With elections taking place across the continent in 2020, the need to promote digital protection in Africa is stronger than ever. Eliminalia, a company that has been providing digital protection to businesses and individuals since 2011, is in the forefront of efforts to ensure citizen’s digital rights are respected
Eliminalia, as a company specialising in data protection and GDPO, provides protection to individuals, business and public personalities in Africa on the Internet. Too many of the continent’s inhabitants are still excluded from seeing their digital basic rights respected.
So far 24 African countries have adopted laws and regulations to protect personal data, and the number is rising. “The 2016 EU General Data Protection Regulation, which came into force in May 2018, stands as a model for many. Africa deserves a new update on the laws and regulations on this field and we are promoting it,” said David Castella, Business Project Manager of Eliminalia in the United Kingdom.
In 2020, at least 20 African countries are voting, either for legislative or presidential elections, and the candidates and the citizens deserve to receive reliable information, not fake and defamatory news.
Why is it important for African businesses and citizens to be digitally protected?
The regulation of the use and processing of personal information through legislation is an internationally accepted practice. Not only will individuals and organisations in the private sector gain with data privacy legislation or a data protection Act but it is also important for trade, political and commercial deals or simply when seeking a new job, as concerns around information privacy can create barriers to these activities.
Since 2011, Eliminalia has been helping to protect businesses and individuals around the world from negative online information that could damage their business and reputation.
How is Eliminalia helping business and citizens around the world?

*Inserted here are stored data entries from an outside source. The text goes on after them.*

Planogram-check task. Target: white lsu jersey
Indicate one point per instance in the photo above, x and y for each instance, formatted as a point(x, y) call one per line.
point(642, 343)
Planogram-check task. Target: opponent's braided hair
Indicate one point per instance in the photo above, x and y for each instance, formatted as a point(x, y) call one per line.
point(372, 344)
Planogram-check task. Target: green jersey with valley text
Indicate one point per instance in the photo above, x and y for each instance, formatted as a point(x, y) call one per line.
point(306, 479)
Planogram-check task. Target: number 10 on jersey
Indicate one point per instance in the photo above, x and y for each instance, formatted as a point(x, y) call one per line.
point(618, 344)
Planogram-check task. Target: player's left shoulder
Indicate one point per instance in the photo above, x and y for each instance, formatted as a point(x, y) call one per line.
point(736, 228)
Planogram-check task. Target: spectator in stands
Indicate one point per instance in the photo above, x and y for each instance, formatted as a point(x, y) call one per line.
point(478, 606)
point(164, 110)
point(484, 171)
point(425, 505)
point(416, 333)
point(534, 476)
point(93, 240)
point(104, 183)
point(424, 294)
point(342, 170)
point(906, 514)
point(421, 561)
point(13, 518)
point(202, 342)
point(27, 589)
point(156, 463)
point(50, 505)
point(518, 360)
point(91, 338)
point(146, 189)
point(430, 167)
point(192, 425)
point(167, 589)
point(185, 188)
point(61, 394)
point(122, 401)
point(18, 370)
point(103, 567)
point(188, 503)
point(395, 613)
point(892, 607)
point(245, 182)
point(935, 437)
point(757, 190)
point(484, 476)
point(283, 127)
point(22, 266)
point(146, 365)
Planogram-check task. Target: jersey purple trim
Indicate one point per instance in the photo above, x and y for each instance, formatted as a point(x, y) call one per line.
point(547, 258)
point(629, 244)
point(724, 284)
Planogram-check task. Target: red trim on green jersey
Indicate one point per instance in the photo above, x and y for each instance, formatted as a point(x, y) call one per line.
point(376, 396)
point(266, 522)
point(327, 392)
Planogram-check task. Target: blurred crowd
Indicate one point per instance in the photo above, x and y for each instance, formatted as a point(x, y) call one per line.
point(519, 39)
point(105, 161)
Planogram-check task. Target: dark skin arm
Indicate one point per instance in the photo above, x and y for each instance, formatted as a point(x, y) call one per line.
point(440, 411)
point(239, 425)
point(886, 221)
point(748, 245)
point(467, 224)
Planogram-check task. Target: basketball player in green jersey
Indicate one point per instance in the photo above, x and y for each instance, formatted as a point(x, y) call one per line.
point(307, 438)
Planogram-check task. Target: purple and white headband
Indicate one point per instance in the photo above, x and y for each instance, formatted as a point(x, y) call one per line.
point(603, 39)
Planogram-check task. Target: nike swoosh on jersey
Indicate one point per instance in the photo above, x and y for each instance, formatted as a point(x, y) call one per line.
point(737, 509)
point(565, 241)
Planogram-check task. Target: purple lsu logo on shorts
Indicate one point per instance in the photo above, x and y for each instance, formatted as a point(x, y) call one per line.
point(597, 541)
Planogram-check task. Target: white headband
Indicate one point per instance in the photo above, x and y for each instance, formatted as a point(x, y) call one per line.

Whilst the EU presents itself as a global leader in data protection, the same standards are not applied when it comes to partnerships in Africa, America and Asia. “We’re talking about the European Union, whose data protection laws shine like a lighthouse inside the EU – at least formally – but their application and enforcement remains foggy when it comes to the bloc’s data processing activities in its African neighbours,” said David Castella, Business Project Manager of Eliminalia.
Through its seven offices around the world in countries such Spain, the United Kingdom, Switzerland, Colombia, Mexico, Ukraine and United Arab Emirates Eliminalia is monitoring and erasing negative information for thousands of clients. Eliminalia has solved cases for 3,540 business and 5,770 individuals and politicians since 2011, constantly providing new solutions for any digital concerns their clients may have.
2020 is election season across Africa, a crucial year for digital boosts
Voters across the continent are heading to the ballot box during 2020 to choose their leaders in presidential, parliamentary and local elections, starting with the Comoros in January and ending with Ghana in December, raising a big potential problem with fake news.
Dídac Sanchez, CEO of Eliminalia, and with more than 10 years’ experience in digital solutions, says: “Of course, this is an issue of fundamental importance to democracy, because it can skew and influence election results. As such, fake news is a bigger problem than previously thought, with potentially far-reaching consequences.”
All in all it’s quite clear that 2020 is a decisive year to promote a stronger digital protection in Africa.